GR L 13756; (January, 1919) (Digest)
G.R. No. L-13756; January 30, 1919
Case Title: THE GOVERNMENT OF THE PHILIPPINE ISLANDS, ET AL., petitioners, VICENTE JOCSON, ET AL., appellants, vs. THE DIRECTOR OF FORESTRY, objector-appellee.
FACTS:
In a cadastral land registration proceeding for the town of Hinigaran, Occidental Negros, appellants Vicente Jocson et al. sought to register three lots (1104, 1154, and 1158). The Director of Forestry opposed the registration. The trial court found that substantial portions of these lots were “forestry” land, declared them public lands, and refused registration of the opposed parts. The court based its decision on the testimony of a forestry ranger that the nipa plants thereon were of spontaneous growth. Appellants claimed ownership through open, continuous, exclusive, and notorious possession by themselves and their predecessor, Bibiano Jocson, since a time prior to 1880. They asserted the lands were used for nipa cultivation, as rice and pasture land, and contained a fish hatchery. Appellants appealed, assigning multiple errors, primarily contending that the lands were agricultural and had been acquired by prescription.
ISSUE:
The main issue is whether mangrove swamps (“manglares”) with nipa plants are classified as timber (forest) lands or agricultural lands under the applicable laws, specifically the Act of Congress of July 1, 1902, and whether such lands can be acquired by prescription through open, continuous, and adverse possession.
RULING:
The Supreme Court reversed the judgment of the lower court. It ruled that mangrove swamps (“manglares”) are not timber lands but are classified as agricultural public lands under the Act of Congress of July 1, 1902. The Court clarified that the term “timber lands” in the Act refers to lands with trees of value, not lands covered primarily by mangroves, bushes, shrubs, or aquatic plants like nipa. Citing precedents (Montano vs. Insular Government and Mapa vs.
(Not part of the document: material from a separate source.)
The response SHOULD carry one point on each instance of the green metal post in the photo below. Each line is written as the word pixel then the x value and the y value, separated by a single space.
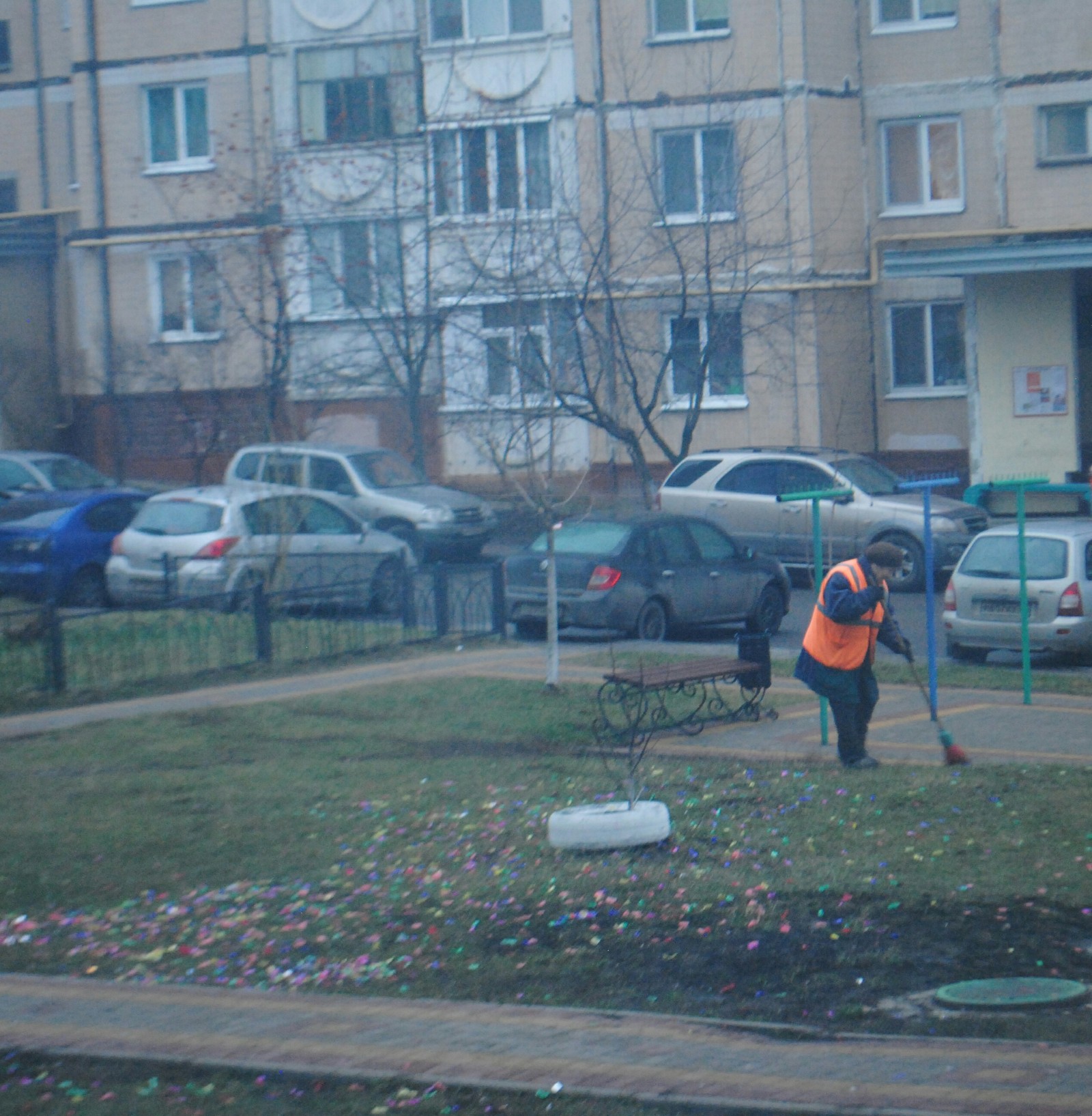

Insular Government), the Court held that public lands which are neither timber nor mineral are necessarily agricultural. The definition of “forestry” in the Administrative Code of 1917, which included manglares, could not affect rights vested prior to its enactment. As agricultural lands, they are subject to acquisition by prescription under Act No. 926 (the Public Land Act). Section 54, paragraph 6 of Act No. 926 provides that persons in open, continuous, exclusive, and notorious possession of agricultural public lands for ten years prior to July 26, 1904, are conclusively presumed to have received a government grant. The evidence fully established that appellants and their predecessors had been in such possession since at least 1880. The Court, however, noted that possession of such swamps must be more complete and actual than for ordinary agricultural lands, a standard met in this case. The case was remanded to the lower court with instructions to enter a decree adjudicating the lots to the appellants.